Here’s the second part of the conversation between my New Mexico collaborator Stephanie Farrow and myself. Check out the first part of our making collaboration work discussion.
In our column “Creative Catalyst” on Story Circle Network’s blog Telling Her Stories: The Broad View, we have posted the first two of a three-part cycle on collaboration:
What makes a good collaboration?
Janet: In part one we talked about how we met and began our collaboration that drew on:
1) Shared life and work experiences that formed a personal and professional bond between us;
2) Knowing and liking each other. Work as an extension of friendship and the other way around.
3) Interlocking Strengths & Skills
What else has worked for us?
#4 The same only different: Balance
Stephanie: We’re good partners. In addition to the complementary set of skills we bring to the work, we have different personalities and ways of working. That somehow balances out what we bring to our work together.
You’re more directive than I am. You jump right in to shape a situation where I tend to work around whatever is going on. You’re more “out there” while I’m more reserved. You’re the frog, leaping into the water with abandon. I’m the one on the shore delicately dipping in a toe before making the decision to enter or not. We both see the whole picture, yet enjoy analyzing. I like to take a problem or piece of writing apart and make it work better as a whole. Imprecision irritates me.
#5 A shared sense of purpose, work ethic, discipline, humor, and desire for quality work.
Janet: It was sad really…when Stephanie became irritated by my imprecision.
Stephanie: Yes! This phrase of ours has helped us gain perspective and laughter over the years. Because of our time together, we can use verbal shorthand—no explanation necessary—because we have a history
Janet: It’s like a long-married couple who speak in code. Now that is really sad!
Carol Lloyd categorizes several different types of creativity. What I like about our collaborative relationship is that we not only have differences, but also over-lapping strengths.
We both are good at brainstorming and get a kick out of it, but that’s probably the phase of the creative process that’s my best shot. Carol calls that generative creativity.
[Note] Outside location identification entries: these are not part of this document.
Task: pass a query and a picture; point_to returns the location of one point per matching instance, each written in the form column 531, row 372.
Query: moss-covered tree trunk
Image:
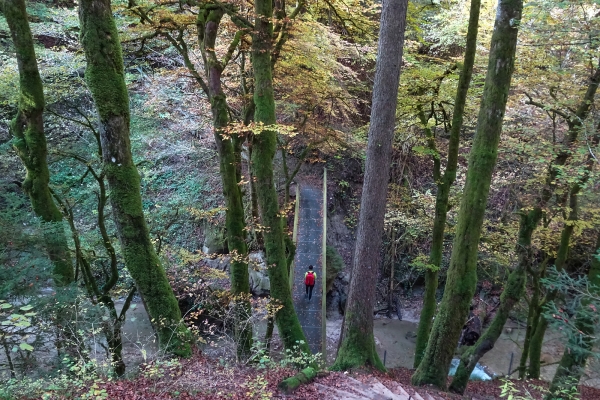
column 443, row 187
column 357, row 344
column 30, row 142
column 462, row 274
column 531, row 323
column 580, row 345
column 264, row 146
column 575, row 124
column 537, row 339
column 105, row 78
column 511, row 295
column 208, row 24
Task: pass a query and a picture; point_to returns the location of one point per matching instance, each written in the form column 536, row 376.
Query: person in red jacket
column 310, row 278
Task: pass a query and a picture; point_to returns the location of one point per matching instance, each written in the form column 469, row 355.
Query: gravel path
column 309, row 252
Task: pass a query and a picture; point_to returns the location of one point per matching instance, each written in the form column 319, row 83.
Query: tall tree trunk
column 443, row 187
column 513, row 291
column 105, row 78
column 580, row 345
column 208, row 23
column 462, row 274
column 357, row 344
column 515, row 285
column 264, row 146
column 30, row 142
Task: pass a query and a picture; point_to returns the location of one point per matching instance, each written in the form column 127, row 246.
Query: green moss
column 292, row 383
column 30, row 142
column 357, row 350
column 335, row 264
column 263, row 150
column 104, row 75
column 443, row 187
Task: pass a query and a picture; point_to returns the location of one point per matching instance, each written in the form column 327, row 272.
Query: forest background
column 324, row 65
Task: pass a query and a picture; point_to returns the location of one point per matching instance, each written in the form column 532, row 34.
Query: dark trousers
column 309, row 289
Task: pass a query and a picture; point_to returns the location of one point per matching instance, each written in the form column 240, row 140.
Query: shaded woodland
column 151, row 157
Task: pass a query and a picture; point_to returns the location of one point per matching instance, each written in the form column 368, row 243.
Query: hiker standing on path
column 309, row 280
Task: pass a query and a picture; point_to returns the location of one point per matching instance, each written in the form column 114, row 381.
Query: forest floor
column 201, row 377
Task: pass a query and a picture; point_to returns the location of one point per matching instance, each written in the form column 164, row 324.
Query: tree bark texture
column 462, row 274
column 580, row 345
column 264, row 146
column 535, row 349
column 443, row 186
column 105, row 78
column 357, row 344
column 208, row 24
column 30, row 143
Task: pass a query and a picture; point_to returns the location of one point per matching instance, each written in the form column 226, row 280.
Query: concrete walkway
column 309, row 252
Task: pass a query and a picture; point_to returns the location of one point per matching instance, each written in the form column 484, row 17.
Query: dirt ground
column 396, row 344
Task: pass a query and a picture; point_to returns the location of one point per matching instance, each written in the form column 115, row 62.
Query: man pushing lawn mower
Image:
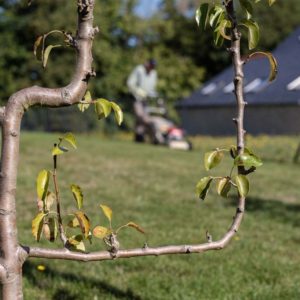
column 150, row 112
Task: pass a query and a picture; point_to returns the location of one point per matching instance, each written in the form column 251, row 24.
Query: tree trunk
column 11, row 277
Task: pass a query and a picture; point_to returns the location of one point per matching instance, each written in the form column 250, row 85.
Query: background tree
column 13, row 255
column 127, row 40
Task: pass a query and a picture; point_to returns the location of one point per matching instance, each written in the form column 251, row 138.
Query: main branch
column 11, row 119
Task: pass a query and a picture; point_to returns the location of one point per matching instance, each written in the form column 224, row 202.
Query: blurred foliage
column 185, row 56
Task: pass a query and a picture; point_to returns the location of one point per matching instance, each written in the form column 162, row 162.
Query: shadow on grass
column 43, row 281
column 273, row 209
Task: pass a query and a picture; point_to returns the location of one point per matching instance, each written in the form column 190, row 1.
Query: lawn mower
column 153, row 125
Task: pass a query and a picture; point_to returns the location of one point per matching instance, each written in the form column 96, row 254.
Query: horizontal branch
column 66, row 254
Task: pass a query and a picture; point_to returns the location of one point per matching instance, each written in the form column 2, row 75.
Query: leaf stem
column 57, row 196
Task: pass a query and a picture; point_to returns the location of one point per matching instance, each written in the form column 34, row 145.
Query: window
column 209, row 89
column 256, row 85
column 294, row 85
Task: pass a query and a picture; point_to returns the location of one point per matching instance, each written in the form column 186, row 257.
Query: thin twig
column 57, row 196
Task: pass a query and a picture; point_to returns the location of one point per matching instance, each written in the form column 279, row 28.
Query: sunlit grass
column 154, row 187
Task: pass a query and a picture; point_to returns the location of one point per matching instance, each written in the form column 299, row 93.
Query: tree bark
column 11, row 264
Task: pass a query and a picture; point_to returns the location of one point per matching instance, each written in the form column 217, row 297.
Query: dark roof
column 276, row 93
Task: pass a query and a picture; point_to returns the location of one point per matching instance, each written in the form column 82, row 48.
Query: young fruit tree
column 49, row 221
While I’m analytical, you are even more so. We can both shape and structure, but you are clearer, pared down, and rigorous in what to leave out and when to push for clarification. In Carol’s term, I see you as a “realizer.” You move our work into form and hold it to a high standard. On my own I tend to be rather a seat of the pants gal and improvise as I go along.
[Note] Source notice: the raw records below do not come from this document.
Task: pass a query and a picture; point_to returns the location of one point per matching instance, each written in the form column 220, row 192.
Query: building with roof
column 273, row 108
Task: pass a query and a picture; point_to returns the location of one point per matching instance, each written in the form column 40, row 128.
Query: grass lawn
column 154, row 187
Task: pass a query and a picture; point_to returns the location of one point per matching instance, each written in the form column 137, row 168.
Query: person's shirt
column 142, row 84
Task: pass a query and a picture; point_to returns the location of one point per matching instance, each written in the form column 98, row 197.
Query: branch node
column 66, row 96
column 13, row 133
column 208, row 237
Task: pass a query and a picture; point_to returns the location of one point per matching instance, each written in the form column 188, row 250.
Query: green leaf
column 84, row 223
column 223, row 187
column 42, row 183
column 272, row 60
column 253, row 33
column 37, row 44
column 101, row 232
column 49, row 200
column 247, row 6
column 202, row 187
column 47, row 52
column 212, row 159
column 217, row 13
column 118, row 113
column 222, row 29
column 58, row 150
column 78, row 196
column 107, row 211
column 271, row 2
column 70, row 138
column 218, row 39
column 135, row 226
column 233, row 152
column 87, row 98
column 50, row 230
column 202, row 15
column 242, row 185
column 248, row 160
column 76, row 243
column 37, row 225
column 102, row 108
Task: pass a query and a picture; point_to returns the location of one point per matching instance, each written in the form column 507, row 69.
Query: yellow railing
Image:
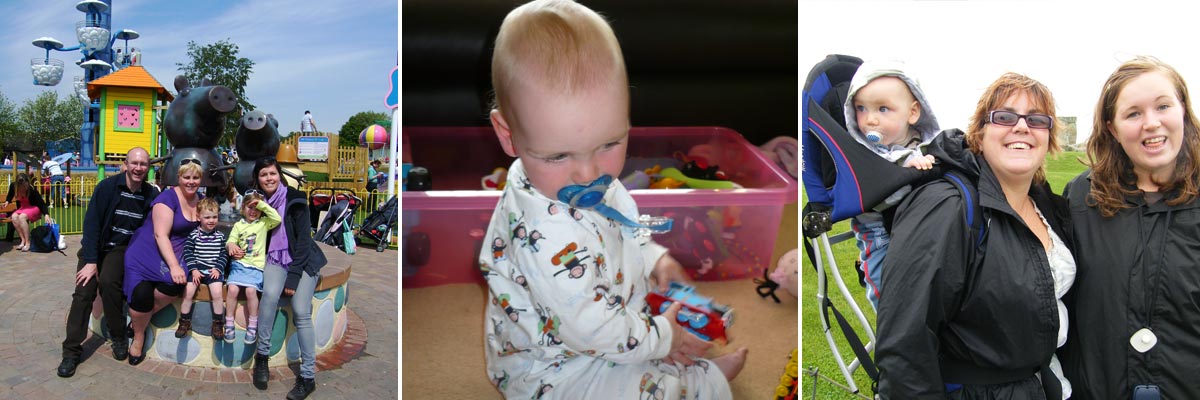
column 343, row 162
column 70, row 204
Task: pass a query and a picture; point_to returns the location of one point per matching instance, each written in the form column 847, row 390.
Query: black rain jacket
column 1145, row 257
column 945, row 318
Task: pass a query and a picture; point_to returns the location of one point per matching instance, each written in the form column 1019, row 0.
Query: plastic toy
column 700, row 315
column 696, row 183
column 696, row 166
column 789, row 386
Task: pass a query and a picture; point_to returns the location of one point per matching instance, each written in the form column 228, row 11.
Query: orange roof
column 129, row 77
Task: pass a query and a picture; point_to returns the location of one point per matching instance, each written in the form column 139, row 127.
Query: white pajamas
column 567, row 315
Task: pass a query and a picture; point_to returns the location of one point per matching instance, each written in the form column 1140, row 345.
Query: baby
column 562, row 108
column 204, row 254
column 887, row 112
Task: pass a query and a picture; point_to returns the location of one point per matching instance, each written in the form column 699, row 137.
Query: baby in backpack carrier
column 887, row 112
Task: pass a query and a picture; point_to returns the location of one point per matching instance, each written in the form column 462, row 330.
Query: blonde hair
column 1003, row 88
column 1113, row 177
column 247, row 198
column 555, row 45
column 208, row 206
column 190, row 168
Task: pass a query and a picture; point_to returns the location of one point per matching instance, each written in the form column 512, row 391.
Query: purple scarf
column 279, row 254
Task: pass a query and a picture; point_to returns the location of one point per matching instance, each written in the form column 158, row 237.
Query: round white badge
column 1143, row 340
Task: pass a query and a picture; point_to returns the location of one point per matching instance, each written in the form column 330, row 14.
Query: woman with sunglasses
column 1137, row 214
column 30, row 208
column 979, row 315
column 154, row 274
column 293, row 263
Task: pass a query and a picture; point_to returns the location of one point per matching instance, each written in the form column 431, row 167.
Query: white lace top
column 1062, row 268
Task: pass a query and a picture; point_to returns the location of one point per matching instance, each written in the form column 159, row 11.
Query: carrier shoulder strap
column 973, row 213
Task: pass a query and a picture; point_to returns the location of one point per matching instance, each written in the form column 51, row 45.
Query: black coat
column 306, row 256
column 946, row 318
column 1144, row 256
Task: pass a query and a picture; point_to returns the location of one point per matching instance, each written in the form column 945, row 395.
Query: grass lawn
column 816, row 354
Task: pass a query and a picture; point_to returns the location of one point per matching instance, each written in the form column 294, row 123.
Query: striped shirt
column 129, row 215
column 205, row 250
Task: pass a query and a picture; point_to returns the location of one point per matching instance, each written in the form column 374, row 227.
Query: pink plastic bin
column 718, row 233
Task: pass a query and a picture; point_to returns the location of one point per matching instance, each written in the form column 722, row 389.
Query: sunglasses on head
column 1007, row 118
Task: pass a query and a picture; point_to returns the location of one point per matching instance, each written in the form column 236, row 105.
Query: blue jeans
column 873, row 245
column 274, row 278
column 57, row 181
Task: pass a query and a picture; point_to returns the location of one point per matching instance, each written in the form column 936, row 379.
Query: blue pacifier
column 874, row 137
column 592, row 197
column 579, row 196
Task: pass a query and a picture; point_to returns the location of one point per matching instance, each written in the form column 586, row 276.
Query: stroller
column 841, row 179
column 337, row 227
column 379, row 225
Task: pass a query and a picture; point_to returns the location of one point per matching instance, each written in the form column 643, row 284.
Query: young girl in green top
column 247, row 248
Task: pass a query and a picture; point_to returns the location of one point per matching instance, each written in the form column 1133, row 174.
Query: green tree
column 10, row 121
column 47, row 118
column 351, row 130
column 221, row 65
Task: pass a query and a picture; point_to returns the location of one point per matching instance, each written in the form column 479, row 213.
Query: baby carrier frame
column 379, row 224
column 336, row 228
column 838, row 186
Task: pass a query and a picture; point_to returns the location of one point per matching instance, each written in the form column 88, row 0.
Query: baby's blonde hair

#6 Knowing and Honoring Needs
Stephanie: “Rigorous”—I like that word. One of the reasons we can work together so intensely is that our communication is mainly by phone and email. This lessens the intensity so it’s not so overwhelming. That has made it possible to meet for longer periods of time—and sustain our working relationship over time.
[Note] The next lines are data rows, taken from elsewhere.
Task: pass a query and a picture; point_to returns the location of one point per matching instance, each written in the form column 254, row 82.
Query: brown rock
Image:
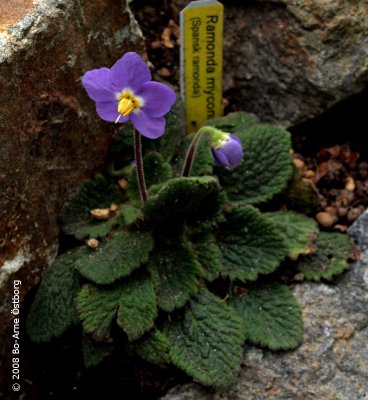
column 50, row 135
column 325, row 219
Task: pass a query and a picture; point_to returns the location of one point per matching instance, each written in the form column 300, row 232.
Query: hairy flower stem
column 189, row 158
column 139, row 160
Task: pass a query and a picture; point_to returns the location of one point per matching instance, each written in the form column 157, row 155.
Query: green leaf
column 131, row 214
column 207, row 342
column 271, row 316
column 266, row 166
column 300, row 194
column 154, row 347
column 94, row 352
column 208, row 254
column 250, row 244
column 133, row 301
column 175, row 274
column 116, row 258
column 156, row 170
column 298, row 230
column 54, row 308
column 329, row 259
column 203, row 158
column 237, row 123
column 75, row 216
column 184, row 198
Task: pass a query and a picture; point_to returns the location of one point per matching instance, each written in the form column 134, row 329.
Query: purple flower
column 126, row 92
column 228, row 150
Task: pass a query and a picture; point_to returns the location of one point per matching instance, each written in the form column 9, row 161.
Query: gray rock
column 294, row 58
column 290, row 60
column 331, row 364
column 50, row 135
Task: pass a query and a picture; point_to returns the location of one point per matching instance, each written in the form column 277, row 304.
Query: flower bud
column 226, row 148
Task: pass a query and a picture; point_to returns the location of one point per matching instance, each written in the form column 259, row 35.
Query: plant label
column 201, row 32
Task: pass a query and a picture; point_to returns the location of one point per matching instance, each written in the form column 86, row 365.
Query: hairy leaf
column 116, row 258
column 184, row 198
column 265, row 169
column 208, row 254
column 75, row 216
column 271, row 316
column 203, row 158
column 329, row 259
column 154, row 347
column 175, row 274
column 207, row 342
column 156, row 170
column 301, row 194
column 133, row 302
column 54, row 308
column 131, row 214
column 94, row 352
column 298, row 230
column 250, row 244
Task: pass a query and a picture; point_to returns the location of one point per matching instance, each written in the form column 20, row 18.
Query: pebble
column 100, row 213
column 353, row 214
column 325, row 219
column 331, row 210
column 299, row 163
column 164, row 72
column 342, row 212
column 92, row 243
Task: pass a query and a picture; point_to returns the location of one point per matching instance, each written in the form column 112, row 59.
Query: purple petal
column 147, row 125
column 230, row 153
column 97, row 85
column 220, row 157
column 109, row 111
column 234, row 150
column 129, row 72
column 158, row 98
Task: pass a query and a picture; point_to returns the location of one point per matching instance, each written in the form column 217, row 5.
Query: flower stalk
column 189, row 158
column 139, row 160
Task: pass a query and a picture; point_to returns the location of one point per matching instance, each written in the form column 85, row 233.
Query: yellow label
column 201, row 24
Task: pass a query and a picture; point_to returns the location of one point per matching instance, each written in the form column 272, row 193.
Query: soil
column 331, row 153
column 330, row 150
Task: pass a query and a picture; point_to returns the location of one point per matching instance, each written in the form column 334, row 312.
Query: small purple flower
column 228, row 150
column 126, row 92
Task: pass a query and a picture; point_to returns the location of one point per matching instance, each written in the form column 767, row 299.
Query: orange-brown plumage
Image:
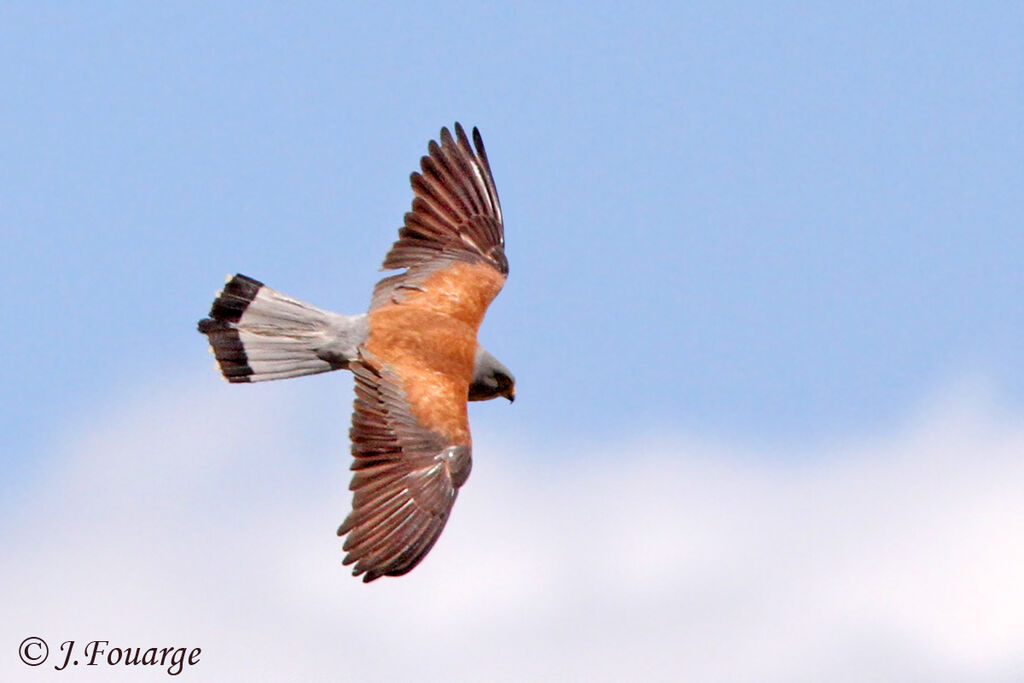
column 429, row 340
column 411, row 436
We both find face-to-face interactions tiring. We’re good about honoring that. When we’re together for more than just a quick visit, we build in alone time to have a cup of tea, relax and rest. The sensitivity of good friendship.
Janet: You are more inward that I am, but we both need that rest to recover and regroup. We share many of the INFP [Meyers-Briggs Introverted-Intuitive-Feeling-Perceiving], and those qualities and patterns helped us tune in more accurately and with greater understanding. Since the INFP profile is only 1 percent of the population, we’re lucky to have found that in a working partner.
Stephanie: Only 1%. We are rara avis indeed!
Janet: The underlying qualities in our relationship that melds our collaboration are a shared sense of purpose, humor, desire for quality work, a shared work ethic and discipline. We’ve both done extensive work for hire which requires working to client specifications, on deadline and within budget. These common values yield good communication, expectations, and trust.
#7 Truth, Trust, and Resolving Conflict
Let’s talk about trust a bit. What is the nature of trust? How is it built? How does it feed into collaboration? How is it sustained?
Stephanie: True trust can come only through experience. Unless you’ve done things together, how do you know if you can count on someone? The more you interact the more comfortable you’re able to feel.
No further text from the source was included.